Suppose x_1,x_2,\dots,x_n are variables and F_1,F_2,\dots,F_n are real-valued functions of these variables, each of which is jointly differentiable with respect to the variables on a given domain. We can define the vector-valued function \vec{F}(x_1,x_2,\dots,x_n) = (F_1(x_1,x_2,\dots,x_n),F_2(x_1,x_2,\dots,x_n),\dots,F_n(x_1,x_2,\dots,x_n)). If we wish, we can also treat the input variables as the coordinates of a vector \vec{x} = (x_1,x_2,\dots,x_n). We therefore have a differentiable \vec{F}:\R^n \to \R^n.

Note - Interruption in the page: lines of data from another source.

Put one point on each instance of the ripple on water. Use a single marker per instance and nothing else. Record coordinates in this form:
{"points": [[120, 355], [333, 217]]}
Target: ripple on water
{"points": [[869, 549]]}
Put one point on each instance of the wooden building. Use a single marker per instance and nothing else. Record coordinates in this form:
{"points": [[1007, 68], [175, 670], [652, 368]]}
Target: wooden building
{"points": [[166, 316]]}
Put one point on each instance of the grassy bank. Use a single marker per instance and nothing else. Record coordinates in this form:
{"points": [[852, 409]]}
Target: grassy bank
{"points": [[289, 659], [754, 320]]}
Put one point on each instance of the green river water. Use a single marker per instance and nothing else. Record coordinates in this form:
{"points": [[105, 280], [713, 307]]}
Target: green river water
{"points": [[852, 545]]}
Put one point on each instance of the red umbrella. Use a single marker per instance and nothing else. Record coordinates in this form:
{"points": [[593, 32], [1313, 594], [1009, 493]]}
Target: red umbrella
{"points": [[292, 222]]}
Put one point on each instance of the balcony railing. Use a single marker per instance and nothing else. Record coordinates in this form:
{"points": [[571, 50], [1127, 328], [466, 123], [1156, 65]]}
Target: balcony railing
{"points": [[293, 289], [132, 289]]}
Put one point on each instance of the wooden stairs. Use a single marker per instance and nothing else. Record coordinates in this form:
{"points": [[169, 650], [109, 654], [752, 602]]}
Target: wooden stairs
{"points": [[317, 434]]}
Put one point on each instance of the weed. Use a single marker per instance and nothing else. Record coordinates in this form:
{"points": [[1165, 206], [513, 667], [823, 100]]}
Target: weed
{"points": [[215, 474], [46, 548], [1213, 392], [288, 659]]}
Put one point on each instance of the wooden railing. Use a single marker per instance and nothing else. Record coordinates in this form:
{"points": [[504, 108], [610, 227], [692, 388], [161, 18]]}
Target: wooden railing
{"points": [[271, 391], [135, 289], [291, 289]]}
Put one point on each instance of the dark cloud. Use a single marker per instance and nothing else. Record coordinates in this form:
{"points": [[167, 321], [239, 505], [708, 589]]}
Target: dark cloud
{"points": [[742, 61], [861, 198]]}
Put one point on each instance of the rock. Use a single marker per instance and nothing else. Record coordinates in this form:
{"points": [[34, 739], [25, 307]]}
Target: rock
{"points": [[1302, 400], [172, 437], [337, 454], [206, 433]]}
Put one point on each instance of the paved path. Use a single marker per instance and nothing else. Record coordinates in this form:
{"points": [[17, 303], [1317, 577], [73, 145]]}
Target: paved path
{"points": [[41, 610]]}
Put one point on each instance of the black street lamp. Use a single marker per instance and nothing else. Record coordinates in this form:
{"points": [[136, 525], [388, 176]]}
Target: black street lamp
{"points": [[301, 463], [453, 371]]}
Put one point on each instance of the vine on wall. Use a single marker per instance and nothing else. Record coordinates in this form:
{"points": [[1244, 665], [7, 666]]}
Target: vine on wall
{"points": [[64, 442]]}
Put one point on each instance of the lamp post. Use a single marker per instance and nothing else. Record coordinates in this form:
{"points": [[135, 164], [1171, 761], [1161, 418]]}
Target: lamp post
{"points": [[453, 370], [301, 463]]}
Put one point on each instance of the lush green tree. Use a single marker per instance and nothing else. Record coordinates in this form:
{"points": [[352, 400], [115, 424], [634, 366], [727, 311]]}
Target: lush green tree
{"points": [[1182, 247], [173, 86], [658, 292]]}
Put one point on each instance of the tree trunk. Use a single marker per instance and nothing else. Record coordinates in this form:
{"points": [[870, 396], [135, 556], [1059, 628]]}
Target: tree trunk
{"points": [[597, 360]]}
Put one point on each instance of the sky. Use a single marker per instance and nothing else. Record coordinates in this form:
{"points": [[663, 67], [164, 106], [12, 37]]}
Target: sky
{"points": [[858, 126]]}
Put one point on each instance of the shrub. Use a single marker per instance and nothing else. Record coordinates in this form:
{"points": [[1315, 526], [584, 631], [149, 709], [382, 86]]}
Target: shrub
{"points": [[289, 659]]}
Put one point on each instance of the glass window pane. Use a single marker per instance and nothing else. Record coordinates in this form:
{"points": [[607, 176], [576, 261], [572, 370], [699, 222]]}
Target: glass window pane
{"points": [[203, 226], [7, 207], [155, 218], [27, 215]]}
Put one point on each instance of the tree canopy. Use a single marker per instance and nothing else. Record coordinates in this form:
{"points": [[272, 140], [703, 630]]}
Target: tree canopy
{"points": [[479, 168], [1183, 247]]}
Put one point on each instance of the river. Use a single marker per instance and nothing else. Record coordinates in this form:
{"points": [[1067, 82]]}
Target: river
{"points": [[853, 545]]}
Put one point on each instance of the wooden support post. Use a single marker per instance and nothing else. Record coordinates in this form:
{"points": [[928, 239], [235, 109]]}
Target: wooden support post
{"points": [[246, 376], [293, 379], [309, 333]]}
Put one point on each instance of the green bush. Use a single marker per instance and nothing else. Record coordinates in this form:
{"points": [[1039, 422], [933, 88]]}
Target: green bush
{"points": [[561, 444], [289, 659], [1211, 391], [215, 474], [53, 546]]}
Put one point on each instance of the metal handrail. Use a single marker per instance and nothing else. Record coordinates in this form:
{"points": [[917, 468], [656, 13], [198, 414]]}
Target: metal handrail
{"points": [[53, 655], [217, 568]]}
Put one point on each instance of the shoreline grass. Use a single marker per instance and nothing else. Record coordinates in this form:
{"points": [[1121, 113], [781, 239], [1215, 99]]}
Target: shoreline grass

Note in particular that this Newton's method requires an equal number of variables and functions. We will discuss later in the page what we can say for cases where the number of functions is more (respectively less) than the number of variables.

The Newton's method under discussion here is a root-finding algorithm for the vector equation \vec{F}(\vec{x}) = 0. Note that this is a generalization of the usual Newton's method, where n = 1.

Iterative step

Here, we describe how to get the next guess from a given guess.

In the case of a function f of one variable x, the next guess from a given guess x_k was given as:

x_{k+1} = x_k - \frac{f(x_k)}{f'(x_k)}

In our situation, the formula is as follows:

\vec{x}_{k+1} = \vec{x}_k - (J(\vec{F})(\vec{x}_k))^{-1}\vec{F}(\vec{x}_k)

Here, \vec{F}(\vec{x}_k) is a n-dimensional vector, and the Jacobian matrix J(\vec{F})(\vec{x}_k) is a n \times n matrix.